Enrique Enrique - 1 year ago 70
Bash Question

How can I split a column in a specific range?

I'm working with proteins trajectory and I've got a long data frame. (File with one column and 600.000 lines.

This is and example:

100
100
0
100
100
...
n=600.000


What I wish is to split this data every 3000 lines, creating a new column beside like this example:

Col1 Col2 Col3 Col4 Col...200:
n=1 n=3001 n=6001 n=9001 ...
0 0 0 0 ...
0 0 0 0 ...
100 100 100 100 ...
... ... ... ... ...
n=3000 n=6000 n=9000 n=12000 n=600.000


n= line number.

Is there any way to do this in R or bash?

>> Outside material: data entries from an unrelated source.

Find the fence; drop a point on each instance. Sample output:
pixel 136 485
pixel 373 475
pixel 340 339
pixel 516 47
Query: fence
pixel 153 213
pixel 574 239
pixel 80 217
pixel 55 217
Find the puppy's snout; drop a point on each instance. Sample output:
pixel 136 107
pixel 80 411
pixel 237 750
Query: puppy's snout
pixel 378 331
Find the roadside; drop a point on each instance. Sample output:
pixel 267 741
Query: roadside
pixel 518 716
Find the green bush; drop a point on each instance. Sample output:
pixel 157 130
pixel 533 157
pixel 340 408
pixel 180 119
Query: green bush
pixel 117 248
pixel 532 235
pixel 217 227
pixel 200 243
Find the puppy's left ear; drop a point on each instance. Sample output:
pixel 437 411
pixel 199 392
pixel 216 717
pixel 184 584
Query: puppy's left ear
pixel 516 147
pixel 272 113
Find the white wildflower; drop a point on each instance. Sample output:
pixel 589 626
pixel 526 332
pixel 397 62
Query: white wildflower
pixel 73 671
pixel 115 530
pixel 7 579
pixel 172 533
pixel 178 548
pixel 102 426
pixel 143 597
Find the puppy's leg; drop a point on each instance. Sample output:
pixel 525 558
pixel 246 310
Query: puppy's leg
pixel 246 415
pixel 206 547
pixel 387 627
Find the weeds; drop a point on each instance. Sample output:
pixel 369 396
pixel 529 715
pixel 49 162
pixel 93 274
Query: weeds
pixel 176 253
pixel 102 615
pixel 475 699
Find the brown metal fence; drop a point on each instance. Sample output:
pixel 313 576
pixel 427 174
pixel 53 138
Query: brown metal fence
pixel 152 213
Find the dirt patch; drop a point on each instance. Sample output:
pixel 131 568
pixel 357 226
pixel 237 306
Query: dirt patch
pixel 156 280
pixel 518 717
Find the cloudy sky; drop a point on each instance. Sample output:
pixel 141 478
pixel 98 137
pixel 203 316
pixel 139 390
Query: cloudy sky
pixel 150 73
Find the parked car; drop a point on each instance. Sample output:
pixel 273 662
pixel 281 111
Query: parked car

Thank you very much in advance.

EDIT: I'm using this script in python to generate that column:

from decimal import *
i = 1
while(i <= 15):
output = open('cache/distances_'+str(i)+'.dat.results', 'w')
with open('cache/distances_medias_'+str(i)+'.dat', 'r') as f:
for line in f:
columns = line.split(' ')
if(Decimal(columns[0]) <= 2.5 and (Decimal(columnas[1]) > 120 and Decimal(columnas[1]) < 180)):
salida.write("100\n")
else:
salida.write("0\n")
salida.close()
i+=2


Is there any way to modify the script and when it reaches the line 3000, start in a new column?

Answer Source

I am not sure I understand your example, but you should be able to use a combination of split and paste:

$ cat filetosplit
1
2
3
4
5
6
7
8
9
10

$ split filetosplit  "split." -l 3 -d ; paste split*
1       4       7       10
2       5       8
3       6       9

The split command will generate files for 3 lines per row (you can modify to 3000). The paste will put all them together. You can use sed to add an header with column names and initial number.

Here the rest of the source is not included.